Tel Aviv annuncia l’ampliamento delle operazioni militari su Gaza City e invita la popolazione a trasferirsi nell’area di al-Mawasi. Ma la zona umanitaria designata solleva più di una perplessità.

L’esercito israeliano ha diramato un messaggio urgente rivolto ai residenti di Gaza City, invitandoli a lasciare immediatamente le proprie abitazioni e a spostarsi verso sud, nella zona costiera di al-Mawasi. Si tratta di un’area lunga circa 14 chilometri e larga appena uno, localizzata nel sud della Striscia, oggi designata come “zona umanitaria”. L’ordine arriva mentre le operazioni militari israeliane si preparano ad estendersi ulteriormente nel cuore urbano di Gaza, dove si teme un’intensificazione dei combattimenti.

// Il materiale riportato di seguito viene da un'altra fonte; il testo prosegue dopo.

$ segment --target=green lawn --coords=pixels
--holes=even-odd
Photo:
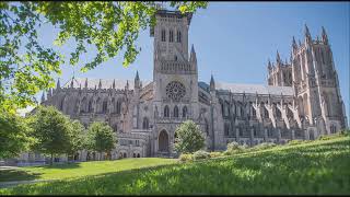
[[[350,138],[337,137],[200,162],[21,185],[0,194],[350,194],[349,163]]]

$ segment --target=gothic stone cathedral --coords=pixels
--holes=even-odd
[[[176,127],[197,123],[207,149],[224,150],[231,141],[255,146],[312,140],[347,127],[338,76],[325,30],[314,40],[294,38],[290,62],[279,54],[268,62],[268,85],[198,81],[194,46],[188,55],[191,14],[160,10],[154,37],[153,81],[72,78],[50,90],[43,105],[54,105],[85,127],[107,121],[118,138],[112,159],[171,157]],[[81,151],[85,161],[95,153]],[[97,157],[97,155],[96,155]]]

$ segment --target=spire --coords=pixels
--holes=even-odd
[[[272,66],[271,66],[271,61],[270,61],[270,59],[268,59],[267,68],[268,68],[268,70],[269,70],[269,71],[271,71],[271,70],[272,70]]]
[[[139,71],[136,71],[136,77],[135,77],[135,83],[133,83],[135,90],[140,88],[140,78],[139,78]]]
[[[311,43],[312,38],[311,38],[311,34],[310,34],[310,31],[308,31],[308,27],[305,23],[305,39],[307,43]]]
[[[328,45],[328,36],[324,26],[322,26],[322,42]]]
[[[298,49],[298,45],[296,45],[294,36],[293,36],[293,42],[292,42],[292,48],[293,48],[293,53],[295,53]]]
[[[98,89],[101,89],[102,88],[102,83],[101,83],[101,79],[100,79],[100,82],[98,82]]]
[[[214,78],[211,74],[210,78],[210,91],[214,91],[215,90],[215,82],[214,82]]]
[[[45,101],[45,92],[43,91],[42,103]]]
[[[51,96],[52,96],[52,88],[48,89],[47,96],[48,96],[48,97],[51,97]]]
[[[56,89],[61,89],[61,85],[60,85],[60,82],[59,82],[59,78],[57,80]]]
[[[74,88],[74,76],[73,76],[72,80],[70,81],[70,88]]]
[[[190,48],[190,58],[189,58],[190,61],[192,62],[197,62],[197,57],[196,57],[196,51],[195,51],[195,46],[192,44],[191,48]]]
[[[139,71],[138,71],[138,70],[136,71],[135,80],[138,80],[138,81],[140,80],[140,78],[139,78]]]

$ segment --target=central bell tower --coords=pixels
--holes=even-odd
[[[155,13],[156,24],[150,31],[154,37],[154,130],[165,130],[170,141],[182,121],[198,118],[198,69],[194,46],[188,55],[191,16],[190,13],[159,10]]]

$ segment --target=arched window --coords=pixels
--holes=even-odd
[[[112,99],[112,113],[116,112],[116,100]]]
[[[168,117],[168,116],[170,116],[168,106],[165,105],[165,107],[164,107],[164,117]]]
[[[162,42],[165,42],[165,30],[162,30]]]
[[[107,101],[106,101],[106,100],[103,101],[103,103],[102,103],[102,112],[103,112],[103,113],[106,113],[106,112],[107,112]]]
[[[225,125],[224,125],[224,135],[225,135],[225,136],[229,136],[229,134],[230,134],[230,125],[229,125],[229,124],[225,124]]]
[[[61,103],[59,105],[59,109],[62,111],[62,112],[63,112],[63,107],[65,107],[65,99],[66,97],[62,97]]]
[[[92,108],[92,99],[89,101],[89,112],[92,113],[93,108]]]
[[[100,113],[100,111],[101,111],[100,107],[98,107],[100,105],[101,105],[101,99],[98,97],[97,101],[96,101],[96,112],[97,113]]]
[[[183,118],[187,117],[187,106],[183,107]]]
[[[80,112],[82,112],[82,113],[85,113],[85,112],[86,112],[86,111],[85,111],[86,104],[88,104],[86,97],[84,97],[84,99],[82,100],[82,102],[81,102],[81,105],[80,105]]]
[[[264,107],[264,117],[268,118],[269,117],[269,112]]]
[[[241,106],[240,108],[241,108],[241,117],[244,117],[244,107]]]
[[[149,129],[149,118],[147,118],[147,117],[143,118],[142,128]]]
[[[180,32],[180,31],[177,31],[176,42],[177,42],[177,43],[180,43],[180,42],[182,42],[182,32]]]
[[[170,43],[174,42],[174,32],[172,30],[168,31],[168,42]]]
[[[174,117],[178,117],[178,107],[176,105],[174,107]]]
[[[208,125],[208,120],[207,119],[205,119],[205,130],[206,130],[206,134],[207,134],[207,136],[209,136],[209,125]]]
[[[121,102],[117,101],[117,114],[120,114]]]
[[[253,135],[254,135],[254,137],[257,137],[257,136],[258,136],[258,132],[257,132],[257,130],[256,130],[255,127],[253,127]]]
[[[252,116],[256,117],[256,111],[255,111],[255,108],[253,106],[252,106]]]

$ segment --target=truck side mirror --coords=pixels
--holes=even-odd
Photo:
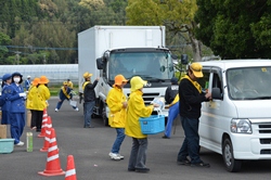
[[[172,57],[173,60],[178,60],[178,56],[177,56],[176,54],[171,54],[171,57]]]
[[[96,68],[98,69],[103,69],[103,59],[102,57],[99,57],[96,59]]]
[[[188,54],[182,54],[182,55],[181,55],[181,63],[182,63],[182,64],[189,64]]]
[[[222,100],[222,94],[219,88],[212,88],[211,89],[211,98],[214,100]]]
[[[160,66],[160,72],[164,73],[166,70],[165,66]]]

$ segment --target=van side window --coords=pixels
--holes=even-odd
[[[222,92],[221,80],[219,79],[218,74],[214,73],[212,86],[211,88],[219,88],[220,92]]]
[[[205,91],[206,89],[208,89],[209,87],[209,77],[210,77],[210,73],[209,72],[205,72],[203,70],[204,77],[203,78],[198,78],[197,82],[201,85],[201,87],[203,88],[203,91]]]

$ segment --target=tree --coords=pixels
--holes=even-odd
[[[197,0],[196,38],[222,59],[270,57],[270,0]]]
[[[194,61],[201,61],[202,42],[195,38],[196,0],[129,0],[128,25],[165,25],[192,46]]]
[[[1,64],[4,61],[4,55],[8,54],[9,49],[7,46],[10,43],[11,39],[8,35],[0,33],[0,60]]]

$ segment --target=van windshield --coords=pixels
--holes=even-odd
[[[175,73],[170,53],[166,52],[113,52],[108,64],[108,79],[114,81],[121,74],[127,79],[141,76],[147,81],[169,81]]]
[[[227,83],[229,95],[233,100],[271,99],[271,67],[228,69]]]

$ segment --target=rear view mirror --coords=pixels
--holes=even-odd
[[[177,56],[176,54],[171,54],[171,57],[172,57],[173,60],[177,60],[177,59],[178,59],[178,56]]]
[[[219,88],[212,88],[211,89],[211,98],[214,100],[222,100],[222,94]]]
[[[175,70],[175,66],[172,64],[169,65],[169,72],[173,72]]]
[[[160,72],[164,73],[166,70],[165,66],[160,66]]]
[[[181,63],[184,64],[184,65],[189,64],[188,54],[182,54],[181,55]]]
[[[99,57],[96,59],[96,68],[98,69],[103,69],[103,59],[102,57]]]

Con il nuovo annuncio, la popolazione civile si ritrova ancora una volta di fronte a una scelta forzata: abbandonare case, quartieri e legami per cercare riparo in una zona che, in teoria, dovrebbe garantire una maggiore sicurezza, ma che nella pratica appare sempre più inadeguata a contenere l’ondata di sfollati.

Al-Mawasi, già sovraffollata, è priva di infrastrutture adeguate per ospitare le migliaia di persone in fuga. Manca l’accesso costante all’acqua potabile, l’elettricità è scarsa e le condizioni igieniche risultano estremamente precarie. Le famiglie si accalcano in tende improvvisate, tra sabbia, caldo e promesse di protezione che spesso non trovano riscontro nella realtà.

La zona era già stata individuata in passato come rifugio per i civili durante le prime fasi del conflitto. Eppure, nel corso dei mesi, è stata più volte colpita da incursioni e bombardamenti, alimentando un senso di sfiducia e paura tra chi vi si era rifugiato in cerca di salvezza. Nonostante ciò, l’esercito israeliano continua a definirla un’area sicura, destinata a limitare il coinvolgimento dei civili nelle operazioni militari.

Quello che si sta delineando è l’ennesimo spostamento forzato di una popolazione già duramente provata da mesi di conflitto, assedi e distruzioni. La guerra ha trasformato la geografia della Striscia di Gaza in un continuo mosaico di aree evacuate e “zone sicure” temporanee, che nel tempo si rivelano sempre meno sicure e sempre più fragili.

Nel frattempo, a Gaza City la tensione resta altissima. Le vie si svuotano, le famiglie si preparano all’ennesimo esodo, mentre la paura di nuovi attacchi cresce. Il rischio umanitario si aggrava, e le condizioni sul terreno rendono sempre più difficile distinguere le aree di combattimento da quelle destinate ai civili.

La strategia di evacuazione, dal punto di vista militare, ha l’obiettivo dichiarato di proteggere la popolazione e facilitare le operazioni contro Hamas. Ma sul piano umanitario, si traduce in una corsa contro il tempo in un territorio sempre più piccolo, sempre più stremato, e sempre meno in grado di accogliere chi fugge dalla guerra.